A bit off the usual topic, but then again I have no idea what is off topic anymore. The aids problem is starting to become epidemic in the asian countries as well.

-- Martin Thompson (mthom1927@aol.com), December 01, 2000.

AIDS epidemic on is the move, and Asia is next

REUTERS NEW DELHI The AIDS epidemic is on the move, and heading east. Sub-Saharan Africa may still be the worst affected by a scourge that reared its ugly head more than two decades ago, but Asia is next in line. "We have a major challenge over the next five years as this virus moves into the large demographic countries of Asia," says Gordon Alexander, senior program adviser for UNAIDS in India, where 3.7 million people already live with HIV/AIDS.

"I still get very nervous here when people say `we are not Africa,'" he said. "It's another barrier to action."

True, the problem is still colossal in sub-Saharan Africa.

The region is home to over 70 percent of the world's 36.1 million HIV- AIDS cases, and 3.8 million adults and children living there have been infected with HIV this year alone.

Only three Asian countries -- Cambodia, Myanmar and Thailand -- have HIV rates over 1 percent among 15- to 49-year-olds.

But such low rates conceal huge numbers of affected people because of large populations. Although the epidemic began five to 10 years later in Asia than in sub-Saharan Africa, the region already has 6.4 million HIV cases.

Alexander reckons that could double in five years and double again by 2010 if nothing is done.

Such projections -- although far from exact because the momentum of local epidemics is hard to determine -- appear to be falling on deaf ears in some of Asia's worst-affected countries.

"I think by the efforts which we are now taking the progress of the disease will be checked," Indian Health Minister C.P. Thakur said a few days ahead of today's World Aids Day. "It will not increase in India, of that I am very certain."

But having almost eradicated sexually transmitted infections by the 1960s, China is now seeing a steep rise in these rates, which could lead to higher HIV spread down the road.

Chinese experts and the UN estimate there are 500,000 to 600,000 HIV- positive people in China.

"China is on a fast track to having a big epidemic.
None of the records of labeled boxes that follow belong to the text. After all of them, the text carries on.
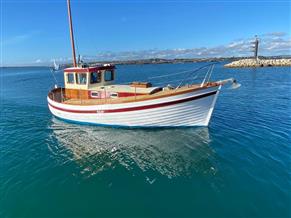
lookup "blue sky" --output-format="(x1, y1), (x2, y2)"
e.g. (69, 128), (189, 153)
(0, 0), (291, 65)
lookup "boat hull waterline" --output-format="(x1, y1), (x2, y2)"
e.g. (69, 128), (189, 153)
(47, 85), (221, 127)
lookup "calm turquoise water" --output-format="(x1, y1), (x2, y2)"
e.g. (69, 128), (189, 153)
(0, 64), (291, 217)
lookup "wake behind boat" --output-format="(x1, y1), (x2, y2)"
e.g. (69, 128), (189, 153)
(47, 0), (240, 127)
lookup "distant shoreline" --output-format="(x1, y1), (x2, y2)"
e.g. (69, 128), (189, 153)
(0, 55), (291, 68)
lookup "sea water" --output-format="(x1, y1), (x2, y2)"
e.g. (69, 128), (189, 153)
(0, 63), (291, 217)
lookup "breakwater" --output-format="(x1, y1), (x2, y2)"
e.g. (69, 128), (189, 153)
(224, 58), (291, 68)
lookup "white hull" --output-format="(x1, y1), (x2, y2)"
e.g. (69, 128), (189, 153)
(48, 86), (221, 127)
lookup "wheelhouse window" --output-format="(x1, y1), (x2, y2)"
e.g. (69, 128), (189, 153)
(104, 70), (114, 81)
(76, 73), (87, 85)
(67, 73), (74, 84)
(90, 72), (101, 84)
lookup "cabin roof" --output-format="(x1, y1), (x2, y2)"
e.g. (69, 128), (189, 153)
(64, 64), (115, 73)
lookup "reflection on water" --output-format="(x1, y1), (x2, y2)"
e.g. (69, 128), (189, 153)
(49, 118), (216, 182)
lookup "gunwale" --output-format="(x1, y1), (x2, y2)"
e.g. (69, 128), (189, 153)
(48, 82), (220, 106)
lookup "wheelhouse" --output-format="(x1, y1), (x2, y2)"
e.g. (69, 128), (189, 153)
(64, 65), (115, 90)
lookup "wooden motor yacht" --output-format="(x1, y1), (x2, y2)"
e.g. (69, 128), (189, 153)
(47, 0), (240, 127)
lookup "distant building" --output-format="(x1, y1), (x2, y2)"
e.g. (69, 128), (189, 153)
(252, 35), (259, 61)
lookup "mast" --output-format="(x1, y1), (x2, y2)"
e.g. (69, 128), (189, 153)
(67, 0), (77, 67)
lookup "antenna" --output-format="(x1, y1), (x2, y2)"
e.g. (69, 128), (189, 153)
(67, 0), (77, 67)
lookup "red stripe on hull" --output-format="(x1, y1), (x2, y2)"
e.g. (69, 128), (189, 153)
(49, 91), (217, 114)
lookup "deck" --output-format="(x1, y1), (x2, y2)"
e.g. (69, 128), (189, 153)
(48, 83), (218, 105)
The truth of the matter is that the 600,000 cases as it is now is just the beginning," said Edwin Joseph Judd, the UN Children's Fund representative in China.

"Unless there's really substantial action in the next three, four years, the real danger is that we will have 10 million cases of HIV/AIDS in the year 2010, or worse."

Last year China broke a long-standing taboo against public discussion of sexual health and launched a nationwide media campaign to curb the spread of HIV through unsafe sex.